Los primeros museos públicos, como el British Museum (fundado en 1753) o el Musée du Louvre (abierto al público en 1793), surgieron inspirados por ideales ilustrados de difusión del conocimiento. En el siglo de las luces, las colecciones privadas de monarcas y sabios dieron paso a instituciones al servicio del público, con la aspiración explícita de formar una ciudadanía ilustrada. El museo se concebía ya entonces como una escuela pública de arte, ciencia e historia. En Londres, París o Berlín, se entendió que abrir las puertas de palacios y galerías a “todo el pueblo” era un paso hacia una sociedad más educada y participativa.

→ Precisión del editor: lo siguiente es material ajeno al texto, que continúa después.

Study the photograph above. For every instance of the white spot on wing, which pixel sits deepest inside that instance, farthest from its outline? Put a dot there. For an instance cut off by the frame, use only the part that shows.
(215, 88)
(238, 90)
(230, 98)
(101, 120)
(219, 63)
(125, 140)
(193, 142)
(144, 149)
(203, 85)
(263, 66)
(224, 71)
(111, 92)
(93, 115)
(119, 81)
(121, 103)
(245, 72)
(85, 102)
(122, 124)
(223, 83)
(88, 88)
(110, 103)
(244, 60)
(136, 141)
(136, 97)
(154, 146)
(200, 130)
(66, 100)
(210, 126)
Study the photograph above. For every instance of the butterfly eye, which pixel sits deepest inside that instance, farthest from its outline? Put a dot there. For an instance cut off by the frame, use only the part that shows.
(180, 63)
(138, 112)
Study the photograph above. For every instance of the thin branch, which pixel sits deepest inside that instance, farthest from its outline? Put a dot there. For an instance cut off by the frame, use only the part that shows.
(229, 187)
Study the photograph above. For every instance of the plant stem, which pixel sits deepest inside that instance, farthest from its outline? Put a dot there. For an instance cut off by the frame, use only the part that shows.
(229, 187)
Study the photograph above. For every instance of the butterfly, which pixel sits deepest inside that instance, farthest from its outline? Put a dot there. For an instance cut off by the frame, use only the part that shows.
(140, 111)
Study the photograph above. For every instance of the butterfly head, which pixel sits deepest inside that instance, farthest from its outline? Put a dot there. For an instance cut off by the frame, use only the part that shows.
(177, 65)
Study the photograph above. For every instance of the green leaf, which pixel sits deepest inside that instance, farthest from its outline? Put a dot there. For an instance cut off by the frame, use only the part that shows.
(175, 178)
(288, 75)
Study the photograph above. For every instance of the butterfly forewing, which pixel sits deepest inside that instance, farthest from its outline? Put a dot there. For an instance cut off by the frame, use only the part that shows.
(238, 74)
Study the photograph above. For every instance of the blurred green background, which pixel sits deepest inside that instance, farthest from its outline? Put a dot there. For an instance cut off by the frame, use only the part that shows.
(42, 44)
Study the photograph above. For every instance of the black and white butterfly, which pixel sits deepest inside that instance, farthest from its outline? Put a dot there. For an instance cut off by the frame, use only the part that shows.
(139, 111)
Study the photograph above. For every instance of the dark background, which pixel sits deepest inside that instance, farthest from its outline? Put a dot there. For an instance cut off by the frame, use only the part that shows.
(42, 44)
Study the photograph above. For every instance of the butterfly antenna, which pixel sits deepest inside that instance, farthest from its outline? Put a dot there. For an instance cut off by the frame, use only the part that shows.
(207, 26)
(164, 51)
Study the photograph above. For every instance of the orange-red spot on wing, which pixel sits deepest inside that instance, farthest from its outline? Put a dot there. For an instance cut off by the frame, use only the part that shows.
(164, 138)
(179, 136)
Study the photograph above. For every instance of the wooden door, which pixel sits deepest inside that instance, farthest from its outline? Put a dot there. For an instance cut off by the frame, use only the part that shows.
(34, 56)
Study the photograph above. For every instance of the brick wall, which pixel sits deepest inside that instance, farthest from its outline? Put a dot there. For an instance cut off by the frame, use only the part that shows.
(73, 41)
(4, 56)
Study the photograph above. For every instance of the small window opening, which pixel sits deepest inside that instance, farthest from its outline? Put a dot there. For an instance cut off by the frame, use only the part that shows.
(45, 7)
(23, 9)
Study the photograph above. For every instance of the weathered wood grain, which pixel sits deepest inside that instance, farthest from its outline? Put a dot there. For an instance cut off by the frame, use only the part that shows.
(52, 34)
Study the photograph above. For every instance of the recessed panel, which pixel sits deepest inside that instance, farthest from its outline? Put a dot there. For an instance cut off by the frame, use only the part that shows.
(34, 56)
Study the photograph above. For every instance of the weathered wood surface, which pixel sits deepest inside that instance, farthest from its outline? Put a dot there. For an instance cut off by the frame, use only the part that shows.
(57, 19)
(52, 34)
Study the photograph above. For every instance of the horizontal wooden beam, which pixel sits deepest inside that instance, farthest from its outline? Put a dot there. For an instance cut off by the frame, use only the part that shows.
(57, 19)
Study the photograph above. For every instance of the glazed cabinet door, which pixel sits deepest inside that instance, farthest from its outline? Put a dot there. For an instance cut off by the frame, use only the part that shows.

Sin embargo, aquel impulso educativo original convivió con ciertas contradicciones. Durante buena parte del siglo XIX, muchos museos operaban más como “templos” de la alta cultura que como espacios verdaderamente pedagógicos. Se mostraban obras y artefactos magníficos, sí, pero a menudo con una actitud distante hacia la interpretación y la enseñanza activa. Pensemos, por ejemplo, en el Museo del Prado en el siglo XIX: abierto desde 1819, fue concebido inicialmente para exhibir las colecciones reales de pintura, pero durante décadas su función educativa se limitó prácticamente a ofrecer el arte a la contemplación reverente del visitante. Situaciones similares se daban en otros grandes museos europeos, donde la educación era más implícita que explícita, confiando en el valor civilizador “por sí mismo” de las bellas artes o las ciencias. La noción limitada de educación museal de aquella época equivalía a exponer obras maestras y confiar en que el público las apreciara, sin mediación ni contexto adicional. 

Aun así, el germen educativo nunca desapareció. A lo largo del siglo XIX se produjeron avances importantes que ampliaron la misión pedagógica de los museos. Un hito significativo fue la fundación en 1857 del South Kensington Museum en Londres (hoy Victoria and Albert Museum), concebido expresamente para educar el gusto y las habilidades de artistas, artesanos y público general. Este museo nació tras la Gran Exposición de 1851 y materializaba la idea de que el museo debía ser una escuela de diseño industrial y artístico, acercando la cultura a todas las clases sociales. Del mismo modo, en Estados Unidos, los grandes museos de arte y ciencia que aparecieron tras la Guerra Civil (como el Metropolitan Museum of Art, fundado en 1870, o el Smithsonian Institution) se definieron en sus estatutos como instituciones educativas. Estas entidades, influenciadas por un espíritu pragmático y democrático, declaraban abiertamente que su propósito era instruir y deleitar al público, no solo coleccionar objetos. Figuras visionarias como George Brown Goode, subdirector del Smithsonian a finales del XIX, proclamaban que “un museo bien gestionado debería ser ante todo una institución educativa”. Poco a poco, fueron surgiendo actividades pioneras: conferencias públicas, visitas guiadas, publicación de catálogos explicativos e incluso préstamos de obras a escuelas, todo con la intención de acercar el conocimiento a la sociedad. 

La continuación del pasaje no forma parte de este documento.